In other words, finding time to do the things that you enjoy will maximise the likelihood of keeping your new habits up in the long term. So, spend July figuring out what you really want out of life. Try a new sport, visit a new place, pick up an old hobby, get an in-home exercise program developed by a PT, meet new people who share your interests — and put the wheels in motion to build lasting habits effortlessly.
Think Ahead with Implementation Intentions
What's your plan for when Dry July's over? If you intend to start drinking alcohol again, why not consider some small changes to the way you drink?
By the time August arrives, you'll understand the impact going alcohol-free can have on your life, but this doesn't mean you need to give up alcohol completely to experience some of these benefits. Even small changes to your habits can have a profound effect.
A great way to do this is to set what psychology calls 'implementation intentions'. These are intentions that use existing behaviours to build new habits. This is an effective way to change our behaviour, since habits are a response to cues in our environment. To do this, take an existing behaviour and attach it to the new habit you would like to build, using an 'if, then' statement.
Some example if, then statements could include:
- If I have an alcoholic drink, then I will follow it up with a glass of water.
- If I drink alcohol one night, then I will take a break from alcohol the next night.

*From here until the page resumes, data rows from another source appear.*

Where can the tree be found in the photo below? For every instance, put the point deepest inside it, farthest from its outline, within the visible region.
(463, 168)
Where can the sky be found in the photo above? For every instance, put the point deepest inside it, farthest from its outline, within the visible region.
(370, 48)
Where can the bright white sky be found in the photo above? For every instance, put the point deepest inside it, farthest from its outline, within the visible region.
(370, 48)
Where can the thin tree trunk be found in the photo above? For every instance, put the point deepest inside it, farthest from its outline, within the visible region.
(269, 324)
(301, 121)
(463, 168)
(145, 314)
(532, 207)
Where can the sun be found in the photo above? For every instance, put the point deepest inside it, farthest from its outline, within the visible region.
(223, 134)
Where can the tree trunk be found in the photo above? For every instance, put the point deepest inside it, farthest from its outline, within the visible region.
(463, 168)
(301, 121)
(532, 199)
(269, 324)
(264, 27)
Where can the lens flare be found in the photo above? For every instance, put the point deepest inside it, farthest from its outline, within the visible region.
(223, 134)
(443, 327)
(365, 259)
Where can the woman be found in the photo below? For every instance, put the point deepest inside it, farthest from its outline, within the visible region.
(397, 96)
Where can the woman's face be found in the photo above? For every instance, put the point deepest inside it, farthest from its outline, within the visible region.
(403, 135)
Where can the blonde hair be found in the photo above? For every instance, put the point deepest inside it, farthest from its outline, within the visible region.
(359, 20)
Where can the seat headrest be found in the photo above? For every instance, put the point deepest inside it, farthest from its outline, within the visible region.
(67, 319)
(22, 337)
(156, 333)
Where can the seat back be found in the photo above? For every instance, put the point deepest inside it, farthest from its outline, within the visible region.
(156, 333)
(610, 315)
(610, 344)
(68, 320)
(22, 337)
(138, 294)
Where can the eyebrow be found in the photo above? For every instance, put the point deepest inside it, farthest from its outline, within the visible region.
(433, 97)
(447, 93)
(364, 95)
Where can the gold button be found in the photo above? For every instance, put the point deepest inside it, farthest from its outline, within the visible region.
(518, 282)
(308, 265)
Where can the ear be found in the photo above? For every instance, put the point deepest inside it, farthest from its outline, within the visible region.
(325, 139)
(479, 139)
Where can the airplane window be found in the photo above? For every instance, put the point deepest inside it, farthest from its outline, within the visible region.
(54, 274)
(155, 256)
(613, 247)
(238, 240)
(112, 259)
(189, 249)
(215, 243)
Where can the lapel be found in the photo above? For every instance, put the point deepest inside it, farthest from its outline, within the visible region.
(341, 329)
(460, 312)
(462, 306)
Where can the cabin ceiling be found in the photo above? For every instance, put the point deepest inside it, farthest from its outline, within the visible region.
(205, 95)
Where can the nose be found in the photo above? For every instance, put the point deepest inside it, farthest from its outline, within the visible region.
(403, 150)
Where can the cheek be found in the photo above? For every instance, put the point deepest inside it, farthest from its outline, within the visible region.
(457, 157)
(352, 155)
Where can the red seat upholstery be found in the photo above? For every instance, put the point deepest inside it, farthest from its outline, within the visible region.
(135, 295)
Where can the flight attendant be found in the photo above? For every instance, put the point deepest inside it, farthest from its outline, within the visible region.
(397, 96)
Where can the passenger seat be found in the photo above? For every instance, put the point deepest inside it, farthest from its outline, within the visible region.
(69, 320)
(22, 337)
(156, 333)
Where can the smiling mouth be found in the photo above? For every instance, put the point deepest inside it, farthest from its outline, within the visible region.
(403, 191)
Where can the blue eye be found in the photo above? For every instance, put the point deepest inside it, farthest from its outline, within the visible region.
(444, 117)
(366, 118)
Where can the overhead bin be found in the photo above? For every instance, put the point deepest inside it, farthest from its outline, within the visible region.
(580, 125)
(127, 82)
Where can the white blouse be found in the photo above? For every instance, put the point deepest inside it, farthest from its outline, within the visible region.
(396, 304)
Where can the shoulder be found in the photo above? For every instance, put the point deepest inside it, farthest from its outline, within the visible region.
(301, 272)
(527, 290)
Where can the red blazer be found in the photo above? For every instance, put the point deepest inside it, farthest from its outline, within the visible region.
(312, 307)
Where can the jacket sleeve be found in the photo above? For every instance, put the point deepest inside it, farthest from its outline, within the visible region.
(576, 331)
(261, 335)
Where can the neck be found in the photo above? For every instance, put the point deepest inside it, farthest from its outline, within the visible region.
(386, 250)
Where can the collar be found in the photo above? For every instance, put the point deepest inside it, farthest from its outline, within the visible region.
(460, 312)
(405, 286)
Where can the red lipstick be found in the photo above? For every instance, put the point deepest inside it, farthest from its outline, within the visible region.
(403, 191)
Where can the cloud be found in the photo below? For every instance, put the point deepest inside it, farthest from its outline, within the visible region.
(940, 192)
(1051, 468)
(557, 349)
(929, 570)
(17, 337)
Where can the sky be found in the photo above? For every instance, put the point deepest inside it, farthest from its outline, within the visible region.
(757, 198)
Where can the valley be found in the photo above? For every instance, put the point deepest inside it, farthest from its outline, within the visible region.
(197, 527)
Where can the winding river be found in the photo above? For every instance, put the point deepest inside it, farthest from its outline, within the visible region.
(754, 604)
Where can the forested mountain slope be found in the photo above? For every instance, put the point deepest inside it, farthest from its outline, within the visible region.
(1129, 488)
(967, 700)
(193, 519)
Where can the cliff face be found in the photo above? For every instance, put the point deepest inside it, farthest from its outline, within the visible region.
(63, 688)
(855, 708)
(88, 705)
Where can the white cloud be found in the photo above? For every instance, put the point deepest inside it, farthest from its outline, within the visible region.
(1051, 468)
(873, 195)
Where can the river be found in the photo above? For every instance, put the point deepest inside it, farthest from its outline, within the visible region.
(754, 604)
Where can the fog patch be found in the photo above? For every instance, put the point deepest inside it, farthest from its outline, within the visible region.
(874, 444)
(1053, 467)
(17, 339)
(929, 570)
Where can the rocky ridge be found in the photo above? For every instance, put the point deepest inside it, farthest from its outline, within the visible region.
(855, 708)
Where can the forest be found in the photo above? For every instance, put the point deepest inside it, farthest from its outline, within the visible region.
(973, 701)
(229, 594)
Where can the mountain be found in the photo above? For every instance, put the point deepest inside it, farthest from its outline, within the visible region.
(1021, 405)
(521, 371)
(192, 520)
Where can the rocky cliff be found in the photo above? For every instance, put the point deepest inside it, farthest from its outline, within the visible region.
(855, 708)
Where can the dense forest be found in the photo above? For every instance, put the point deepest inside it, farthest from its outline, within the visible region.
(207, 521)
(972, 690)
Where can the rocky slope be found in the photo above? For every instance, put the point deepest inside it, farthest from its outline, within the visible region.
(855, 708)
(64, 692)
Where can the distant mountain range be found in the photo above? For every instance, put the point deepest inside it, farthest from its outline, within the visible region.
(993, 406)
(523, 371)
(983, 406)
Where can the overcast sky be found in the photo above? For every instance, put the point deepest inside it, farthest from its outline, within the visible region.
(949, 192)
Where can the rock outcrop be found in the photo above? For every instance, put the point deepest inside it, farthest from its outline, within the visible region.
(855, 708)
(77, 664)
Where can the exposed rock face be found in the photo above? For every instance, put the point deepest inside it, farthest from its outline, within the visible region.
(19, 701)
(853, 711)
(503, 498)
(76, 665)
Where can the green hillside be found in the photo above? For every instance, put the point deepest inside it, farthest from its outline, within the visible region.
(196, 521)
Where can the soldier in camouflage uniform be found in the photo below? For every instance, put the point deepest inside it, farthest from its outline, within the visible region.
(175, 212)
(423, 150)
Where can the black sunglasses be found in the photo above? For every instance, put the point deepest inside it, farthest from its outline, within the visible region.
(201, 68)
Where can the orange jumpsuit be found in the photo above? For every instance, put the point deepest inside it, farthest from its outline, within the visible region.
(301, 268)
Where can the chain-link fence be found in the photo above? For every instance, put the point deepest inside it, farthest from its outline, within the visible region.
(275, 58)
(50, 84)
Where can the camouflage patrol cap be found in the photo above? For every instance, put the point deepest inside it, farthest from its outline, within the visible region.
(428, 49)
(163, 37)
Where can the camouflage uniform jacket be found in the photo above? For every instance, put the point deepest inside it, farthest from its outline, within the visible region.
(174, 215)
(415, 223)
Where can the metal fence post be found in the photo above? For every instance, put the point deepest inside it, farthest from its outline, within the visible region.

- If I have a night out planned, I will make additional plans for the morning after, and stick to them.
Setting intentions like this doesn't stop you from drinking alcohol but encourages you to think about the wider implications. Drinking a glass of water after an alcoholic drink is an easy habit to build. It doesn't take much effort, but it can cut your alcohol intake in half — without impacting on fun. And since dehydration is a key influencing factor when it comes to hangovers, it can help your body recover quickly and make you feel better the next day.
So, why not keep up the momentum of Dry July, and start building healthy habits for the rest of your life.